Starting two years ago, hundreds of thousands of BitTorrent users who allegedly shared films without the consent of copyright holders have been dragged to court in the US.

The aim of the copyright holders, or copyright trolls, is never to take any of the cases to trial.

Instead they want alleged infringers to pay a substantial cash settlement to make legal action go away. Some equal this scheme to extortion, but the copyright holders say they are merely protecting their work.

One of the most active law firms engaged in these mass-BitTorrent lawsuits is Prenda Law. The firm has filed numerous lawsuits on behalf of adult entertainment companies and is frequently accused of harassment-like practices once they obtain the identity of account holders. For example, the firm is known to call accused BitTorrent pirates at their homes, urging them to pay up.

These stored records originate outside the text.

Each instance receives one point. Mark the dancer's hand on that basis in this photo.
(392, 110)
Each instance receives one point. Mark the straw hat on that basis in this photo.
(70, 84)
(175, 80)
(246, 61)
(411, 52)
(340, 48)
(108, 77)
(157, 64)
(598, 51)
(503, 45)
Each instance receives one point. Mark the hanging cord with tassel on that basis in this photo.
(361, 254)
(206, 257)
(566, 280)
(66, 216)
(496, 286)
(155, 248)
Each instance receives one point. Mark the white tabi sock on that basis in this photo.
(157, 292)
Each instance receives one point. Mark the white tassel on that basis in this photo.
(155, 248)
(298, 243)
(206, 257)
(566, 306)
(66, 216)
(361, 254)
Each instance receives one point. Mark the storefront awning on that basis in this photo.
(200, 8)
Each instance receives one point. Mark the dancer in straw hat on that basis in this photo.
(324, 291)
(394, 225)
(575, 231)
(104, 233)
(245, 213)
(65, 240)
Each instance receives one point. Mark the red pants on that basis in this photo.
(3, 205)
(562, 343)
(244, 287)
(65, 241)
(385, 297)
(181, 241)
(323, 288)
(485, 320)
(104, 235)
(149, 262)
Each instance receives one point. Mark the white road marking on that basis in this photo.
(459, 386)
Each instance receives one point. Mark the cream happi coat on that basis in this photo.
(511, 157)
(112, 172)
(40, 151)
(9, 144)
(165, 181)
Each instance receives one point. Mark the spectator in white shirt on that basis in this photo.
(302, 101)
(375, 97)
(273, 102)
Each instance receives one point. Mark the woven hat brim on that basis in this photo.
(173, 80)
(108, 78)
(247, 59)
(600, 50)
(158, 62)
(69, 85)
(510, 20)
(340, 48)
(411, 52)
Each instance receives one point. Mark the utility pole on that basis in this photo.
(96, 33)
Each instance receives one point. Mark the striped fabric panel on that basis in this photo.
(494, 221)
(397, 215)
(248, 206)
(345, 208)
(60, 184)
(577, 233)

Starting last week, however, these ‘live’ phone calls we replaced by so-called robocalls. Instead of a real person, the accused now hear a previously recorded message. While these calls may be cheap and effective, the way they are carried out by Prenda Law raises all sorts of question.

A transcript of the call was posted online by DTD and reads as follows. Note that the call suggests that the defendant is working for the law firm.

“This is [accused name] with Prenda Law. With our clients offer to settle being expired now for more than 30 days it is pretty clear to them that you don’t plan to enter into a settlement agreement with them which is fine. This call is to inform you that we are going to start the process of filing a lawsuit with your name in it.”

“At first, you will receive time sensitive documents. We have found that most people do have an attorney review them. If you would like to get an idea of what the complaint will look like just go to our website www{.}wefightpiracy{.}com. We do have some of our recent filings there. If you have any questions give us a call. We can be reached at 305-748-2102 and your reference number is xxxx.”

An interesting technique, but also one that might actually be against the law, as Sophisticated Jane Doe points out. For example, while robocalls are allowed in some states, they are not in others.

Perhaps more worryingly is the suggestion that Prenda Law is targeting their entire database of defendants with these calls. This means that defendants whose cases have been dismissed (even with prejudice) are contacted as well.

The same is true for those defendants who already hired a lawyer. Directly contacting a defendant who’s represented by an attorney is frowned upon, to say the least.

The above shows that the law firms retained by copyright holders can go to extremes to get their settlement fees. In recent months several judges realized this. For example, in the Eastern District of New York they are advised to throw these cases out because they’re a “waste of judicial resources”. In other cases we’ve seen that judges specifically state that ISPs can’t reveal telephone numbers of account holders.

The law firms, however, are smart enough to evade jurisdictions where they are not welcome. And as long as they can convince alleged pirates to settle, through robocalls or not, they will continue business as usual.